A. Kegagalan Konstituante dan Lahirnya Demokrasi Terpimpin
Pada tanggal 22 April 1959, Presiden Soekarno berpidato di depan konstituante dan atas nama pemerintah menganjurkan konstituante menetapkan UUD 1945 menjadi UUD RI yang tetap.Sebelum menerima atau menolak usul presiden tersebut, kelompok islam mengusulkan amandemen untuk mengembalikan kata-kata " dengan kewajiban menjalankan syariat islam bagi pemeluk-pemeluknya" kedalam pembukaan UUD 1945. Usul tersebut ditolak oleh konstituante dalam sidang tanggal 29 Mei 1959 dengan perbandingan suara 201 setuju dan 265 menolak. Tanggal 30 Mei 1959 dilakukan pemungutan suara kembali terhadap usul pemerintah yaitu kembali ke UUD 1945 tanpa perubahan hasilnya 269 menerima dan 199 menolak, sedangkan yang hadir 474 anggota, sehingga tidak memenuhi kuorum 2/3 yang diisyaratkan oleh UUDS 1950 pasal 37.
Untuk mencegah ekses-ekses politik sebagai akibat ditolaknya usul pemerintah oleh konstituante maka KSAD atas nama pemerintah mengeluarkan peratutan NO. PRT/Perpu/040/1959 tentang larangan mengadakan kegiatan-kegiata politik yang berlaku mulai 3 juni 1959. Pada tanggal 16 Juni Ketu Umum PNI Soewiryo mengirimkan surat kepadapresiden agar mendekritkan berlakunya kembali UUD 1945 dan membubarkan konstituante.

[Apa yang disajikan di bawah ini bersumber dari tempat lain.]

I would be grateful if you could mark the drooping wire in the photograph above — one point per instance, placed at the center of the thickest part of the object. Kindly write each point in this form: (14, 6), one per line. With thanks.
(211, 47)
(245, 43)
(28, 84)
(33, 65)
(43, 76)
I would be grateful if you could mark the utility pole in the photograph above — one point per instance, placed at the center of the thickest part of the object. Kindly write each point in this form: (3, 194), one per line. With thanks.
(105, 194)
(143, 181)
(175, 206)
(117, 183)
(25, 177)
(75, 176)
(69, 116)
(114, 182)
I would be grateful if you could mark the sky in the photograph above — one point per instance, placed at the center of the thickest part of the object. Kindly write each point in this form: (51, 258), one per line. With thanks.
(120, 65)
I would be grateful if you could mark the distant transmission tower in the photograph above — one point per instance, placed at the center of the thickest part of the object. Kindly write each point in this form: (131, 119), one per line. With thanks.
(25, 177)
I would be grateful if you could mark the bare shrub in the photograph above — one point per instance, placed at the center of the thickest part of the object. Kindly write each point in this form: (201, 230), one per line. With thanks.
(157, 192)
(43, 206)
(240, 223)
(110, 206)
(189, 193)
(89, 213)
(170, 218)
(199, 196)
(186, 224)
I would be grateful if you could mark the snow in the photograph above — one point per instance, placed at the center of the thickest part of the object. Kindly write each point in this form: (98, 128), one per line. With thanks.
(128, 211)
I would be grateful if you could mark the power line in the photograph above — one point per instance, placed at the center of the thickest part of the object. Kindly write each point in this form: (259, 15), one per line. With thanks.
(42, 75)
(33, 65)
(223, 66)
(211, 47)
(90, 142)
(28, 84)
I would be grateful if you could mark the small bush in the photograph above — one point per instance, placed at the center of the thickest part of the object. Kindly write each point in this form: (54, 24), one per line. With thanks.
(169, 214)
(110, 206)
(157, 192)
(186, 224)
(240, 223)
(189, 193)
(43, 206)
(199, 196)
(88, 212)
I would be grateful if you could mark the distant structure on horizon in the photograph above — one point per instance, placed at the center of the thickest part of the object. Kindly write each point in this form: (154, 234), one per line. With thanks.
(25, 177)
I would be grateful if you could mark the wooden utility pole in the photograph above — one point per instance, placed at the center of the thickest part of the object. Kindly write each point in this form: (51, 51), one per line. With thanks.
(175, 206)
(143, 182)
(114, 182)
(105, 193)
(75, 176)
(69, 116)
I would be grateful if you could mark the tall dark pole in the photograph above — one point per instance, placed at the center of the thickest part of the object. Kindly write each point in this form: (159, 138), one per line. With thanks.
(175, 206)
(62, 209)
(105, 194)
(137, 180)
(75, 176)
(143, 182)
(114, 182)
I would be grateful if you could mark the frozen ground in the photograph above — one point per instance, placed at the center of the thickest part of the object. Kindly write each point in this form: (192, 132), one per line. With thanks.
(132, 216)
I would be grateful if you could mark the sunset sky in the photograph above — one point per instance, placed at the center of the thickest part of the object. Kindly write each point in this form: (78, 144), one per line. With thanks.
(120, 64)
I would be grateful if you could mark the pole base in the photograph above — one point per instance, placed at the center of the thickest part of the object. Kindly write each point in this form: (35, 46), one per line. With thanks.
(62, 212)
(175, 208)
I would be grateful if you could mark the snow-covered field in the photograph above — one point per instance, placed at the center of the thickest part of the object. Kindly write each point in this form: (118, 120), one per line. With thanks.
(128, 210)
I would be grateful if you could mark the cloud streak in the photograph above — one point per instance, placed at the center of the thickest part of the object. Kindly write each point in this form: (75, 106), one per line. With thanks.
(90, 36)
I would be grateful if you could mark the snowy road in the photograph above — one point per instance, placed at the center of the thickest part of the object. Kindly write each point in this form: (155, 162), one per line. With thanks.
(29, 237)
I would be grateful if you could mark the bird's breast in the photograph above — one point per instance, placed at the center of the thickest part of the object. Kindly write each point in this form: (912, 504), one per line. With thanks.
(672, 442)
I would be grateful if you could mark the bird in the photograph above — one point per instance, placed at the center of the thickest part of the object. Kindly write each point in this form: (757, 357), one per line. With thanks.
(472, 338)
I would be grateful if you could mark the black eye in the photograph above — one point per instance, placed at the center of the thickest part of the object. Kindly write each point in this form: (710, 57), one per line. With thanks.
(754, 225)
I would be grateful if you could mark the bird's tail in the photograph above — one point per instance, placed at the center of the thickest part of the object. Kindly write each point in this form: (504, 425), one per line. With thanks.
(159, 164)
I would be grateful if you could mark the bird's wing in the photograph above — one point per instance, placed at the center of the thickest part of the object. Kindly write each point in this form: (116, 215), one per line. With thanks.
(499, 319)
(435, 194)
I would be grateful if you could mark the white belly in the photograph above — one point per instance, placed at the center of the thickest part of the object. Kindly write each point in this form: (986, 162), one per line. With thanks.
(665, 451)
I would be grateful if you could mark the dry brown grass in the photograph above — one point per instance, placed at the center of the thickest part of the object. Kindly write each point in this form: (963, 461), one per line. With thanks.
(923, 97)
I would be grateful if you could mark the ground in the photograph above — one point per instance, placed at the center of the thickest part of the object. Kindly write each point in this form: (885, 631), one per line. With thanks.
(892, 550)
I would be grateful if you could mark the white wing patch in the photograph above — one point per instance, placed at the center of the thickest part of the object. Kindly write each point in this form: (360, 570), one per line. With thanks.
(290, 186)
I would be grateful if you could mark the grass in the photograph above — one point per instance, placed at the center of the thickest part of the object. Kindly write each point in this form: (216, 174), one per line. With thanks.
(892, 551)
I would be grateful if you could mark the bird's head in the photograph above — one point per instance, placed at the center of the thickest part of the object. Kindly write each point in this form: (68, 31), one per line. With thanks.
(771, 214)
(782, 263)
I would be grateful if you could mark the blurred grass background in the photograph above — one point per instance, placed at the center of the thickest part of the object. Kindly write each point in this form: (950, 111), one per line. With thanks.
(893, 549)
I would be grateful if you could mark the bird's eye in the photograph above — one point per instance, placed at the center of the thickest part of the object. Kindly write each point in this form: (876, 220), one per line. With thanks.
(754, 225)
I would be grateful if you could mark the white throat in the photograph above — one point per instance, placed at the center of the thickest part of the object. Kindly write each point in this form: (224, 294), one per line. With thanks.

Gagalnya usaha untuk kembali ke UUD 1945 melalui konstituante dan rangkaian peristiwa politik akhirnya mendorong presiden untuk menyelamatkan negara yang berada dalam keadaan bahaya . Pada hari minggu 5 Juli 1959 jam 17.00 WIB dalam upacara resmi di istana Merdeka di umumlkan dekrit presiden yang berisi sebagai berikut :
a. Pembubaran Konstituante.
b. Berlakunya UUD 1945 dan tidak berlakunya UUDS 1950.
c. Pembentukan MPRS yang terdiri atas anggota DPR, utusan daerah dan golongan serta
pembentukan DPAS.
Pembacaan Dekrit Presiden pada 5 Juli 1959 telah menyelamatkan kehidupan politik pemerintahan bangsa indonesia . Dekrit Presiden juga menjadi latar belakang lahirnya Demokrasi Terpimpin.